The Don and Gamache are just two figures in a tapestry seething with vivid individuals. Lorenzo, Kitri's innkeeper father, is perfectly portrayed by David Drew, who gives weight to every gesture and whose unbridled relief at Basilio's supposed demise is pricelessly funny. By contrast, Sancho Panza is a problem in this staging, with no one yet able to transform the roly-poly antics into anything remotely funny.
There is also an important clutch of featured dance roles, such as Espada, the matador, whose brilliant Spanish-classical choreography needs more panache than the dancers plucked from the junior ranks have so far managed. In the vision scene, the Queen of the Dryads' elegant contours are shaped with ideal amplitude by Zenaida Yanowksy, and Amour, pert and pretty, is danced with lovely musical phrasing by Laura Morera, whose rubato flourishes also bring cachet to the final act's bridesmaid. Equally, this is a ballet of showpiece group dances that glitter, and it was heartening to see the company in such taut form.
And so to Kitri and Basilio, both feisty, both flirtatious, but both deadly serious about their love for each other. Following the first-night cast came Marianela Nuñez, who gleamed as Kitri rather than fizzed, but was still irresistible and assured. She had the benefit of Carlos Acosta, the most dazzling of the scheduled Basilios. It must be Acosta's Cuban blood, but Basilio could have been tailor-made for his comic timing, outgoing personality and unbelievable dancing. He performed aerial display steps that we'd never ever seen before, so monumental we ended up laughing. He finished his spiralling turns and landings with a touch-tone control decelerating into a floor-caressing halt.
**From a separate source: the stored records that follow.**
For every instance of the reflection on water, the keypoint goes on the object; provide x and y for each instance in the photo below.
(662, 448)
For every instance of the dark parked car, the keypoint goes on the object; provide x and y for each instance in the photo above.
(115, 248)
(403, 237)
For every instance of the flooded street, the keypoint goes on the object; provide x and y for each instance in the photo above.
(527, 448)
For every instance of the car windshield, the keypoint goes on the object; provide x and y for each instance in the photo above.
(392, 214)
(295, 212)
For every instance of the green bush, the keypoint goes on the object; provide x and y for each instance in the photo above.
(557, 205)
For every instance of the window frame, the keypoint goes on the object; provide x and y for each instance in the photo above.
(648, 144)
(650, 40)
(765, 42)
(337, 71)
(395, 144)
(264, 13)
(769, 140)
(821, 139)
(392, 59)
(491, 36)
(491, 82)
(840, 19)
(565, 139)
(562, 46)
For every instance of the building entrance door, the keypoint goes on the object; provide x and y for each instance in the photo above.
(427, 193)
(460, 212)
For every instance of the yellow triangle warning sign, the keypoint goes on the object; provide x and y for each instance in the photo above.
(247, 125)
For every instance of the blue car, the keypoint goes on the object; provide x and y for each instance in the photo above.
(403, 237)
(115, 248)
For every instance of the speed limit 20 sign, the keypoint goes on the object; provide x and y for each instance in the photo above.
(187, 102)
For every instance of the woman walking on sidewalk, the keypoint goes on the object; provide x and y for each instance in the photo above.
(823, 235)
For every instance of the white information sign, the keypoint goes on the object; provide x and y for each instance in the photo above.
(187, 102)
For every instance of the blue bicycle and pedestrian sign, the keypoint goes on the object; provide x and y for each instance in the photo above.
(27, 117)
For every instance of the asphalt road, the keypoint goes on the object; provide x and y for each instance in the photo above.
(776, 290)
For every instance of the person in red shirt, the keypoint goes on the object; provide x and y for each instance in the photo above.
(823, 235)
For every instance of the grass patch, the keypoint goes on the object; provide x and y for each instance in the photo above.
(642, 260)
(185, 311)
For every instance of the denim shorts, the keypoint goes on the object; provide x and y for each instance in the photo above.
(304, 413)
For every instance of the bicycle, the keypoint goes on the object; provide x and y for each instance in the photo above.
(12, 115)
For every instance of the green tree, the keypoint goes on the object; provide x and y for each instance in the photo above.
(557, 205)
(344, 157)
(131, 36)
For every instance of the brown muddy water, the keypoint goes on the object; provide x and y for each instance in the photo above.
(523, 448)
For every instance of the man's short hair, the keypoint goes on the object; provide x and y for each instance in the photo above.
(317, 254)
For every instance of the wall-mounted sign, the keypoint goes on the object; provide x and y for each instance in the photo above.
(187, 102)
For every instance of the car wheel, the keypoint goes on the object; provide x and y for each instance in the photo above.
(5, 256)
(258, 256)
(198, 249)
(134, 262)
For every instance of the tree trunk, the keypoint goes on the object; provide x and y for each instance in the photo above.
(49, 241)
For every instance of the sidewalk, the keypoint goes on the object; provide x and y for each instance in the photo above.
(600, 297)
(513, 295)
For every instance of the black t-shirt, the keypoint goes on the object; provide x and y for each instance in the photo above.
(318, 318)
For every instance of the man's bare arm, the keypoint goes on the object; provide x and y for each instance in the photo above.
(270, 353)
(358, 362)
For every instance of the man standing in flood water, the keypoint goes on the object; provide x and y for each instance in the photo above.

By contrast, young Ivan Putrov, paired with Alina Cojocaru, has some way to go. He looks the boy that he is – slender, long-legged, wonderfully light, but needing more control and presence. Cojocaru, though, proves again she has skills beyond her years. She may have an elfin physique, but her dance spans great segments of space. She can rev up into coruscating speed. She can freeze mid-phrase into a balance so secure it's like a snapshot. Her status in the Royal Ballet is not just as their newest principal, but as a major star.